Research Shows Carbon Tax Would be Effective in Tackling Both Emissions and Income Inequality
The Green Party have welcomed the findings of an ESRI study using data from the Central Statistics Office’s Household Budget Survey which suggests that carbon tax would be effective in tackling both emissions and income inequality.
The study found that while carbon taxes tend to have a bigger impact on the spending power of poorer households, this impact can be corrected if the revenue raised is returned to households. This could be done either by giving a flat fee to households or through a targeted mechanism that would give more money to poorer households.
Green Party Leader Eamon Ryan TD: “We welcome the findings of this research, it supports what we’ve been saying on the issue. We hope that the report may address some of the concerns that raised by the public and that it will help inform the ongoing work of the Joint Oireachtas Committee in time to influence the budget in October.”
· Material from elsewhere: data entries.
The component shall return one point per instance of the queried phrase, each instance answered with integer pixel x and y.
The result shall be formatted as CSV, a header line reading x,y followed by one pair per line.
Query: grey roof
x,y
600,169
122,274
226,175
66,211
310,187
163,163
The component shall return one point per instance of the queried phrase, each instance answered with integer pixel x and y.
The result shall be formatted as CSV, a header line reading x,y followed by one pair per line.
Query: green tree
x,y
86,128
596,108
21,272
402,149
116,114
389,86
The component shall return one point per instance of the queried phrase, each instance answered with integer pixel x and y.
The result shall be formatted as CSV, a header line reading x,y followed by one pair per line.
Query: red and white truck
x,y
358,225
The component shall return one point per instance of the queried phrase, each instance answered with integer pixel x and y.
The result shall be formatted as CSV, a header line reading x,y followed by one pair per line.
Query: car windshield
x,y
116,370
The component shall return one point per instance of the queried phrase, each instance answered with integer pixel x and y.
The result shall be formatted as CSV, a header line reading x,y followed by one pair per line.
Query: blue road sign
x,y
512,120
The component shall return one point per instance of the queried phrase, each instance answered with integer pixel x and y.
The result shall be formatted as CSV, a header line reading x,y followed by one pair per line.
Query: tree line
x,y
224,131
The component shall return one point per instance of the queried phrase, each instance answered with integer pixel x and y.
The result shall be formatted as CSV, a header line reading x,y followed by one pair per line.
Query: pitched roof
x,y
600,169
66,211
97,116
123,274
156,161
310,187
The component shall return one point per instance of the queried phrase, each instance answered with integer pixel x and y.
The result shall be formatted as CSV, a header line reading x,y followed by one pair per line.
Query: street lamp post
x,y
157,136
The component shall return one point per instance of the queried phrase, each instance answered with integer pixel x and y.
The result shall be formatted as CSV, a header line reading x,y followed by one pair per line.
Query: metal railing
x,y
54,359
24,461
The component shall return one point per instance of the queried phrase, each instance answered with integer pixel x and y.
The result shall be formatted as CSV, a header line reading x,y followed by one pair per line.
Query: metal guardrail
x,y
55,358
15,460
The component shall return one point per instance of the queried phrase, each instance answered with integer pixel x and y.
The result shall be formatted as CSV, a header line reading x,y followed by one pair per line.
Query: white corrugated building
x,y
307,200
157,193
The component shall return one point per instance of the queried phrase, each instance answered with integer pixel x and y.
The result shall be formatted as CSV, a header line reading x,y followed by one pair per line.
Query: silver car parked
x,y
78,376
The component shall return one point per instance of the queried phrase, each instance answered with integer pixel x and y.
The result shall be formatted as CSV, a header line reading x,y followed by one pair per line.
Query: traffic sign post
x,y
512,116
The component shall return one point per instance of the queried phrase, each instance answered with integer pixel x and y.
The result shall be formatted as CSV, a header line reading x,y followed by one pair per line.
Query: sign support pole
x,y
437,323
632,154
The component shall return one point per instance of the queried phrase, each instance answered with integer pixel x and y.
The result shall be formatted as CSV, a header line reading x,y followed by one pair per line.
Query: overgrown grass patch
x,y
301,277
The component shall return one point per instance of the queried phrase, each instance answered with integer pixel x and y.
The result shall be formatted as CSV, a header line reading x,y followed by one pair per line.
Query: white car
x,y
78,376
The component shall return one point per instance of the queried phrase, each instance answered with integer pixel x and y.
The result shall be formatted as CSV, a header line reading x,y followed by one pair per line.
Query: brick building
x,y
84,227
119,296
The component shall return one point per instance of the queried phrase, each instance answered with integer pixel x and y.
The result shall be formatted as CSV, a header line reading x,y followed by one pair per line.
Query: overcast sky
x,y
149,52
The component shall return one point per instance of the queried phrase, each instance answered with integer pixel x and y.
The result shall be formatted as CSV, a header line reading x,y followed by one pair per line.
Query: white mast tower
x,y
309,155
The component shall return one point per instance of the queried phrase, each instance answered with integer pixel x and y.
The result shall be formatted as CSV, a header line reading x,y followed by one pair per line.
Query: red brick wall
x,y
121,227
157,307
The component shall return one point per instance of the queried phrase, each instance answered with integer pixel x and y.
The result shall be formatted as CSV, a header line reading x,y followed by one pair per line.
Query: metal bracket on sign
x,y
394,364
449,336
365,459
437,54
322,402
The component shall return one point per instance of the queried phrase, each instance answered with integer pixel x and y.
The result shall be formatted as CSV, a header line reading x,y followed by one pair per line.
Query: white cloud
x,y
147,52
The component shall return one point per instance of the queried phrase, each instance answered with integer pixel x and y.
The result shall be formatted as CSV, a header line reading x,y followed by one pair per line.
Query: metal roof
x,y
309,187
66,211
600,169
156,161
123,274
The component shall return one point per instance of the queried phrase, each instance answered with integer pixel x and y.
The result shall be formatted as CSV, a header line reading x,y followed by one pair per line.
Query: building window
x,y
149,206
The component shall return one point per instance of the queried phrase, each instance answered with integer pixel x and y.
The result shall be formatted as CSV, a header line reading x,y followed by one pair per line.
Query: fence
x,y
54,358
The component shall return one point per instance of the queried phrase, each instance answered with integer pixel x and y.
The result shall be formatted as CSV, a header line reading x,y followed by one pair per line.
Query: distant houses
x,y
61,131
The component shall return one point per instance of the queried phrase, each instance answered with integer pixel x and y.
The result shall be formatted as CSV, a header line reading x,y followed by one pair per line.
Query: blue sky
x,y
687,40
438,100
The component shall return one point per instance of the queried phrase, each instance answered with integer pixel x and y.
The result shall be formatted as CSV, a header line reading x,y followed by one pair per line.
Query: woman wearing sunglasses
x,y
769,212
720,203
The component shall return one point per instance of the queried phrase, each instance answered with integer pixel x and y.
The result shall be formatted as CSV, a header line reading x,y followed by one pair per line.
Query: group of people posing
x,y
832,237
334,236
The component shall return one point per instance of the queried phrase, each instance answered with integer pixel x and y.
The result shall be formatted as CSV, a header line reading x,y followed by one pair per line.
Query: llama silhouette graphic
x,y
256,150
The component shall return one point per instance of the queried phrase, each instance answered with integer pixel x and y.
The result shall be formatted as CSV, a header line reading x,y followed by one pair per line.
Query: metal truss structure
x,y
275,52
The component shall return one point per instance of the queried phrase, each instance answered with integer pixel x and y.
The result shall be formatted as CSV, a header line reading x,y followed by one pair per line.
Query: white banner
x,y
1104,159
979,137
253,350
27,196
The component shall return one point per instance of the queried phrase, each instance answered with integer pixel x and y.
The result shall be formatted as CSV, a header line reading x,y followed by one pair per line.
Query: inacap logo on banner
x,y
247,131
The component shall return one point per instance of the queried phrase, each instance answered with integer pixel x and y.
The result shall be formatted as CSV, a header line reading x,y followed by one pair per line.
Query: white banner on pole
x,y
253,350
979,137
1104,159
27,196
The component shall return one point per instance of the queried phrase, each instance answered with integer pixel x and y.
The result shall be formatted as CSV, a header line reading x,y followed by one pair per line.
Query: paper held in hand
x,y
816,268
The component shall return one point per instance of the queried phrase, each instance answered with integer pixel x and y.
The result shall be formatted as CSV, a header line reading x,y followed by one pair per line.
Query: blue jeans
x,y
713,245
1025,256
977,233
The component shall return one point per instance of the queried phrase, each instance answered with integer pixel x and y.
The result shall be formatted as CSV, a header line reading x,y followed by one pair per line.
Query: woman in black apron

“Climate change and wealth inequality are two of the biggest problems we face today, a well-planned carbon tax system could address both of these issues. We were the first party to suggest that any revenue generated by a carbon tax be returned directly to every household; the ESRI research shows that such an approach can have a positive impact on those suffering most from fuel poverty. It is a win-win solution, which puts a price on pollution but does not see those least able to afford the low carbon transition carrying the cost.”